During this history,
Stebbins does answer many frequently asked questions. He has sections
on who sang lead on what songs, what instruments were played by whom,
and who were the girls who served as muses. He discusses all the
players who were quasi-Beach Boys on and off-stage. Clearly, he feels
the Beach Boys were finished by 1985, a band without Dennis and Carl.

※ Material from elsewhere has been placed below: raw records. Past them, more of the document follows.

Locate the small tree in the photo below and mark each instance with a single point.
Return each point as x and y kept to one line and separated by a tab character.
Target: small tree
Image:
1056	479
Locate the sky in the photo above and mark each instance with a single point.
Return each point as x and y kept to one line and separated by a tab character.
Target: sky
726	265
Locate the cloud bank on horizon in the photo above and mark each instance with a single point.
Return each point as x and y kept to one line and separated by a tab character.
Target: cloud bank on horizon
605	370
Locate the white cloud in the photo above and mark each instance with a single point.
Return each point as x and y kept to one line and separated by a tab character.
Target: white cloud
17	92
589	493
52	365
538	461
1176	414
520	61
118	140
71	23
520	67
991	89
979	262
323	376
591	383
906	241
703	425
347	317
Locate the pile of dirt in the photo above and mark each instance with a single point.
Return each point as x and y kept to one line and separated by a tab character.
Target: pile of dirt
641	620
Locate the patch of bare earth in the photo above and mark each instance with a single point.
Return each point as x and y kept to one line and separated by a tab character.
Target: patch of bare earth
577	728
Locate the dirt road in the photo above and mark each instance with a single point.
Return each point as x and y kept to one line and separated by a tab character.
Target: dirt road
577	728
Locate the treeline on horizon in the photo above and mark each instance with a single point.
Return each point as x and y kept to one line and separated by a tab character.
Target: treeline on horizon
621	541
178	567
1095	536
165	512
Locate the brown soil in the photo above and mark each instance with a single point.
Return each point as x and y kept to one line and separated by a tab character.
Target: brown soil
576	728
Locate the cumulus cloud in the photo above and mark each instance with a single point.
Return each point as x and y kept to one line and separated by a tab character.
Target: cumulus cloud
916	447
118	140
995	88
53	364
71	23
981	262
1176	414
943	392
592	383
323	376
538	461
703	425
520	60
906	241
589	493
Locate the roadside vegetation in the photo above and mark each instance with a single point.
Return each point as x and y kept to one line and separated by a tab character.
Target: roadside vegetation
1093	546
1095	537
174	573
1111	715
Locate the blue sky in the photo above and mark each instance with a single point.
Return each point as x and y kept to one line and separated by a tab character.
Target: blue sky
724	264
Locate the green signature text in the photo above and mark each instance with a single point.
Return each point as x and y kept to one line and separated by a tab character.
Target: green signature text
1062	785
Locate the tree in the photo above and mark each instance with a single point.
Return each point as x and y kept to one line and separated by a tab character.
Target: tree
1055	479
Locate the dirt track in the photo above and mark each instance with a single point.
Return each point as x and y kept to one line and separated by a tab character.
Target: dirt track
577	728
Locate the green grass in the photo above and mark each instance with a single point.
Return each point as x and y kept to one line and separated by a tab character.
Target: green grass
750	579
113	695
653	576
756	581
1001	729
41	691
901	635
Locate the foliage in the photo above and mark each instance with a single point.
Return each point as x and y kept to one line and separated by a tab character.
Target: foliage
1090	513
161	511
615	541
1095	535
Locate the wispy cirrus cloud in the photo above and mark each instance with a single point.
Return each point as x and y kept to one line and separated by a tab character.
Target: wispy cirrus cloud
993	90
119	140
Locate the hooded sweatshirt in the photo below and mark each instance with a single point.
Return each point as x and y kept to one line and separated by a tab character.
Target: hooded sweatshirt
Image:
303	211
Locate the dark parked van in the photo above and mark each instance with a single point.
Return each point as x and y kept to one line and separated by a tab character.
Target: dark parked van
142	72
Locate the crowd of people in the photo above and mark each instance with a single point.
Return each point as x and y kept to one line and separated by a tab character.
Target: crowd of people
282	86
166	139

Stebbins is credible and authoritative, but he makes no claims to
objectivity. He’s a passionate fan describing much of the music,
but he also cringes when talking about projects gone awry, trying to
analyze the tortured mind of Brian, and admits the personality of
Mike Love can grate on the nerves.
Because of Stebbins’s
emphasis on the band’s evolution until the mid-1980s, some
latter-day Boys events are missed in his often exhaustive, annotated
lists. For example, he has a detailed section on Beach Boys concerts
and TV appearances, but missed the October 1982 use of concert
footage in William Shatner’s T. J. Hooker. He doesn’t mention the
criminally-overlooked 1985 “Getcha Back,” the 1991 “Crocodile
Rock” remake for an Elton John tribute, or the 1986
“California Dreamin’” with Roger McGuinn on 12-string guitar
and John Phillips on sax. When covering the “reunions” of the
past decade, he left out “Don’t Fight the Sea,” a track from Al
Jardine’s solo 2010 Postcards from California. It included vocals
from all the Wilsons, Mike Love, Bruce Johnson, and Jardine himself,
making the song more of a full Beach Boys performance than many an
official Beach Boys release.
Then again, covering every nook and cranny of the Beach Boys saga would require an encyclopedia. The essentials are all in FAQ making it an indispensible part of any rock library. Again, the correctives to the group’s legacy alone are worth the price of admission, providing a balance that is often missed when writers focus on Brian as if the others were merely supporting players. You can’t have exquisite harmonies or the most famous family feud in rock without a wider cast of characters.